Ainsi, une séance d’activité physique produit un effet sur le corps à court terme lors du retour au calme par l’entremise du système nerveux parasympathique qui diminue la tension nerveuse (ex. : fréquence cardiaque, pression artérielle) favorisant une détente non seulement physique, mais aussi mentale en plus d’un effet énergisant. Cet effet, qui peut durer entre deux et sept heures selon les études, améliore la concentration, la mémoire, la capacité à résoudre des problèmes, la régulation émotionnelle et l’humeur. Lorsque produit sur une base régulière, cela augmente le sentiment d’efficacité personnelle, entre autres, en augmentant la condition physique, en améliorant la santé générale, la récupération à un stresseur psychosocial, l’image, l’estime et la confiance en soi. Cette séquence finit par produire des ressources cognitives plus permanentes qui influent lors du processus transactionnel d’évaluation cognitive devant les sources de tension internes ou externes et participe ainsi à tendre sur le continuum vers la santé mentale optimale plutôt que du côté de la moins bonne santé mentale. De plus, en observant de tels effets positifs chez autrui, la pratique de l’activité physique devient plus attrayante et accessible pour tous (effets vicariants).

À l’appui de ce modèle, bien qu’il soit difficile d’obtenir un consensus dans la littérature scientifique concernant la durée et l’intensité de l’activité physique pour maximiser les bienfaits psychologiques, principalement en raison des limites sur le plan méthodologique42, il est néanmoins possible de considérer qu’un minimum de 20 minutes d’activité physique à intensité modérée (léger essoufflement) à raison de 3 à 5 fois par semaine (aérobie ou musculaire), procure un effet psychologique positif15. Si des effets se font sentir après chaque séance indépendamment de la condition physique, des effets plus durables sur la santé mentale se font sentir à partir de la 8e semaine59.

5. Conclusion

Si la recherche montre les bienfaits psychologiques de l’activité physique, il demeure néanmoins difficile d’expliquer clairement le processus par lequel il serait possible de comprendre le phénomène. Le modèle biopsychosocial que nous proposons ouvre toutefois la voie à des hypothèses pour la recherche, mais il s’inscrit également et surtout dans la visée plus large de promouvoir la pratique de l’activité physique pour favoriser une santé mentale optimale en misant sur ses vertus psychologiques.

La problématique de la santé mentale est une préoccupation de santé publique et l’activité physique est certainement le moyen le plus naturel, le plus accessible et le moins coûteux pour répondre à cette problématique en raison de ses bienfaits psychologiques.

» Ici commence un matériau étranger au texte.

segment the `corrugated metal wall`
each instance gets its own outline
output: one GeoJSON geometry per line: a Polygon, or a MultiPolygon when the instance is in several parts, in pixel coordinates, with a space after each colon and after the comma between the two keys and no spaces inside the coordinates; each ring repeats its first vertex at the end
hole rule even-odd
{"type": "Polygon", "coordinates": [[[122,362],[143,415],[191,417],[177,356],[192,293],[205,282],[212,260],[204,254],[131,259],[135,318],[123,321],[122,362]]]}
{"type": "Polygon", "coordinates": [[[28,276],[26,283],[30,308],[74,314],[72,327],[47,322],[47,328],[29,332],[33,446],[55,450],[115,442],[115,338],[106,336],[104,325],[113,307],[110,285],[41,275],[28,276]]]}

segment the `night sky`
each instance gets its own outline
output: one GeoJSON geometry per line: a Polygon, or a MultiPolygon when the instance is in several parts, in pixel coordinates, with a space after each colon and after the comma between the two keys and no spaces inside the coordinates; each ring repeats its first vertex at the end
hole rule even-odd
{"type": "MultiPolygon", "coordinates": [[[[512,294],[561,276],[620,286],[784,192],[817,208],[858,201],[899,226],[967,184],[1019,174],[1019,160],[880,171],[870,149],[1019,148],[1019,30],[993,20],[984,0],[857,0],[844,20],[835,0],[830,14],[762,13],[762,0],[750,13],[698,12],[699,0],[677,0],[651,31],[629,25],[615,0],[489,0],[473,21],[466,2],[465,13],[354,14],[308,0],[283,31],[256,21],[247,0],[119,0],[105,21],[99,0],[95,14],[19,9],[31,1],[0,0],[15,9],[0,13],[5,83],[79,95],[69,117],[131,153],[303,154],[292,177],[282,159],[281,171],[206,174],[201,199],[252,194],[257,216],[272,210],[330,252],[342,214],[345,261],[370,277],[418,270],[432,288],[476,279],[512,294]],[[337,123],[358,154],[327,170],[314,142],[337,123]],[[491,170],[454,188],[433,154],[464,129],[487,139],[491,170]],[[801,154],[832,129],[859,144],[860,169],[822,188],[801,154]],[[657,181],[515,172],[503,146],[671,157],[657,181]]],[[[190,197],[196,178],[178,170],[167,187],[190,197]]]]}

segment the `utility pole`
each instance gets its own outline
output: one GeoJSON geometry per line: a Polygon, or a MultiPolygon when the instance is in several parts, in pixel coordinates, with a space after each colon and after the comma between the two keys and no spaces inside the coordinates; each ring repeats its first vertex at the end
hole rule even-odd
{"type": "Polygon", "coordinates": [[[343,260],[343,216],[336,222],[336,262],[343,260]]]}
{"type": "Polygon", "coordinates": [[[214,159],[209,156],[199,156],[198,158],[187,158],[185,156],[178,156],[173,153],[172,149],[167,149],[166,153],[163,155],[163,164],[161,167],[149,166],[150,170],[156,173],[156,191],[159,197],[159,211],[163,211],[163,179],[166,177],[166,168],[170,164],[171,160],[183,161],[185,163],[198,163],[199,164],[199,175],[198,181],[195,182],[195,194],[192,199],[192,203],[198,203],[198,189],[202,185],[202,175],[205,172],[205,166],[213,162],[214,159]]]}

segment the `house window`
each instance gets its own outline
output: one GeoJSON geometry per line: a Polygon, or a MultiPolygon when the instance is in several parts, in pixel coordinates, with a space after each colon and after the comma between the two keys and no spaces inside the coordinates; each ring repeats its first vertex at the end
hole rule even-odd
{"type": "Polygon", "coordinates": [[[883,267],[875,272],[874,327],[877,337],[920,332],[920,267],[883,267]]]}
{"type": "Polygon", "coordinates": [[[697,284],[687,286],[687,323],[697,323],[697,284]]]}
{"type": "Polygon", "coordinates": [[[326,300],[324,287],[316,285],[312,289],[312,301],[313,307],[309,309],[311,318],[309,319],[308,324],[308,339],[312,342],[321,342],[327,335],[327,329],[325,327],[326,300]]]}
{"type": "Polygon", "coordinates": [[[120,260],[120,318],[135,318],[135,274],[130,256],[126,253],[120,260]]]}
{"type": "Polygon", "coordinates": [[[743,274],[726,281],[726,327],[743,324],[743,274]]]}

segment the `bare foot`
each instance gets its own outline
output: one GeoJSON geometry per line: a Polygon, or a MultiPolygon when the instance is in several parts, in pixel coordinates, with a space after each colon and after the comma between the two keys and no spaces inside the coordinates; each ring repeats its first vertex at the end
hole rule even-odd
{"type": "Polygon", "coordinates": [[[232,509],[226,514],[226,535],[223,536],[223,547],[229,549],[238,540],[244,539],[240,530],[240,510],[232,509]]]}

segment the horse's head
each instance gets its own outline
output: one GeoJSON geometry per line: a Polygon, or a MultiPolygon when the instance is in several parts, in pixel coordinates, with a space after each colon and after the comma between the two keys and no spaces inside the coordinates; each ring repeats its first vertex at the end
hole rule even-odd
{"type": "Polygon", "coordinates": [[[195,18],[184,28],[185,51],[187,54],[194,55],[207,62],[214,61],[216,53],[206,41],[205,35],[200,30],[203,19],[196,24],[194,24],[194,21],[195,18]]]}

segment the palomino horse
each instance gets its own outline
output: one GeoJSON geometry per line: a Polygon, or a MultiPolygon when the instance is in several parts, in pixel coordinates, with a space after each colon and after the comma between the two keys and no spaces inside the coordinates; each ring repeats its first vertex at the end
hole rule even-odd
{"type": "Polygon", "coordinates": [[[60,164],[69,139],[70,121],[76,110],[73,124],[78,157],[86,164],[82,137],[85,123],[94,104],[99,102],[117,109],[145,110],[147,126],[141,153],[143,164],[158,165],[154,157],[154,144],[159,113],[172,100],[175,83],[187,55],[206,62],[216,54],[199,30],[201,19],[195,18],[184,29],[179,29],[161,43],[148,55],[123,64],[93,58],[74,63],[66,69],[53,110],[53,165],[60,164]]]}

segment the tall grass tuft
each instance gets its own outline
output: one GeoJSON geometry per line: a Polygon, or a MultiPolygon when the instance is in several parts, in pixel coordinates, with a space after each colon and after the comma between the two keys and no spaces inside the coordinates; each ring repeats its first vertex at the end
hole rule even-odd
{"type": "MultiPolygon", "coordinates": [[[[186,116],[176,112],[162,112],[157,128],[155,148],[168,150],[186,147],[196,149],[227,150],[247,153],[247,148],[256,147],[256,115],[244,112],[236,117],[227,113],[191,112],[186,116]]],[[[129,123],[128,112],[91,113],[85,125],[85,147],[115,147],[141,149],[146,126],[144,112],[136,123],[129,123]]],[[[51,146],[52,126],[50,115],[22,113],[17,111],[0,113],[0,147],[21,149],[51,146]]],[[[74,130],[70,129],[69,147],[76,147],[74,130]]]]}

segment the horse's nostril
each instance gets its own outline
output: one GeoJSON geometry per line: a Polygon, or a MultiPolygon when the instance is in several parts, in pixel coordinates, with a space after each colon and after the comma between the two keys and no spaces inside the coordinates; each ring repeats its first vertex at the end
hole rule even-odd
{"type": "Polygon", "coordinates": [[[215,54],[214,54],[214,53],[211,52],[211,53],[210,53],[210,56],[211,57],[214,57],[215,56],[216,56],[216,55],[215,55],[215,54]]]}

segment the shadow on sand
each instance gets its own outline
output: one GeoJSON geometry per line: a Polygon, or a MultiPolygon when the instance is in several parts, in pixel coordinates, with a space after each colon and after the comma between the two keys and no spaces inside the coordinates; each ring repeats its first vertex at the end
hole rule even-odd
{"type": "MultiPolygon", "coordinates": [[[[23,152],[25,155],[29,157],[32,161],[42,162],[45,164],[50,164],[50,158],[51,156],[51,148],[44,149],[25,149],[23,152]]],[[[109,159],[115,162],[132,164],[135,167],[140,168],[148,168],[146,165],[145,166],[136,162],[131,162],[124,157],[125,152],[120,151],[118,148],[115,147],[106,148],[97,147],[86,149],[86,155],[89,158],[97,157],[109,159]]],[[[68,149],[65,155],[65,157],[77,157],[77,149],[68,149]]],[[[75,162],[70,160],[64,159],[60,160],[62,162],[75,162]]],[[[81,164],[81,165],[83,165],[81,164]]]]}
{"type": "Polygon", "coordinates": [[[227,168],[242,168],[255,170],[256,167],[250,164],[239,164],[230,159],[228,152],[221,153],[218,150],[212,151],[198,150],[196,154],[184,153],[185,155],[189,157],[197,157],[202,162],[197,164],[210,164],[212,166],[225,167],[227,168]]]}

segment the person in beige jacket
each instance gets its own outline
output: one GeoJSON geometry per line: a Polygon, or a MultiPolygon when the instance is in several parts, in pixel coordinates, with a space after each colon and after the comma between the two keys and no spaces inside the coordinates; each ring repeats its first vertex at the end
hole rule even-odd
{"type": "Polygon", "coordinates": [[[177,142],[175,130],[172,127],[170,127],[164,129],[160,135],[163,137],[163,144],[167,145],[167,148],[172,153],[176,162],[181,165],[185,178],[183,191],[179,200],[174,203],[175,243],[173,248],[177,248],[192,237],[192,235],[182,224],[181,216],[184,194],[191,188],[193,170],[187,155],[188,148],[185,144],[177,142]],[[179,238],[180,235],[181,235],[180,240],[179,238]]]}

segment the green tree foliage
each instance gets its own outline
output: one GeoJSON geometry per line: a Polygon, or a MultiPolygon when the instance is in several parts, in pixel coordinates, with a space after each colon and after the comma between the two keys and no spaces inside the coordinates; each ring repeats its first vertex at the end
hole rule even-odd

Si la science tend à confirmer les vertus psychologiques de l’activité physique, il faut comprendre que la santé mentale revêt une perspective positive qui s’inscrit dans un continuum allant de moins bonne santé mentale à santé mentale optimale. Cette vision holistique de la santé permet de reconsidérer la santé mentale dans la perspective où elle serait davantage que l’absence de troubles mentaux. En d’autres mots, il serait faux de prétendre qu’une personne aux prises avec des troubles de santé mentale ne pourrait jouir d’une bonne santé mentale et qu’à l’inverse une personne exempte de troubles de santé mentale serait nécessairement en bonne santé mentale11. Le modèle présenté rejoint cette perspective en montrant que l’activité physique favorise une santé mentale optimale indépendamment du fait qu’une personne soit aux prises ou non avec des problèmes de santé mentale ou qu’elle soit en bonne ou moins bonne condition physique. Ainsi, de par ses bienfaits psychologiques, l’activité physique participe à l’amélioration du bien-être en augmentant les ressources psychologiques, sociales et environnementales nécessaires aux individus et aux collectivités dans la perspective de mener une vie qui serait source de satisfaction3.